No dia 05 de fevereiro de 2021, o Tribunal Penal Internacional (TPI) proferiu decisão histórica e reconheceu a sua competência para julgar fatos acontecidos no território da Palestina. Como resultado dessa decisão, a promotoria do tribunal comunicou, no dia 03 de março de 2021, que estava abrindo procedimentos de investigação para apurar possíveis crimes cometidos ali por membros das forças armadas de Israel e por militantes vinculados ao Hamas a partir de 2014.

O caso é permeado por polêmicas jurídicas e políticas que, mesmo depois do proferimento da decisão, ainda perduram. Juridicamente, a polêmica assenta-se na dúvida acerca da condição de Estado da Palestina, havendo argumentos favoráveis à impossibilidade de considera-la membro do Estatuto de Roma (o tratado que instituiu o TPI) devido ao fato de alegadamente não reunir as características necessárias para ser um ente estatal. Se não for considerada Estado, a Palestina não poderia ter assinado e ratificado o documento, e o tribunal não poderia exercer jurisdição em seu território. Já em termos políticos, a contenda gira em torno de eventuais condenações de ocupantes de altos cargos das instituições de poder israelenses, possibilitadas pela recente decisão; o que poderia ter um peso resolutivo para a intricada e longeva negociação da questão palestina.
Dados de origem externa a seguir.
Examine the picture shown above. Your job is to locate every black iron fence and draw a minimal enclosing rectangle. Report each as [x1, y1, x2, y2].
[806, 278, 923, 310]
Vale lembrar que a decisão de fevereiro e a abertura de procedimentos investigatórios de março não significam o reconhecimento da configuração de quaisquer crimes, mas apenas que o TPI pode julgar episódios havidos em território palestino e que a promotoria do tribunal enxerga indícios suficientes para se dar início a investigações preliminares ao julgamento.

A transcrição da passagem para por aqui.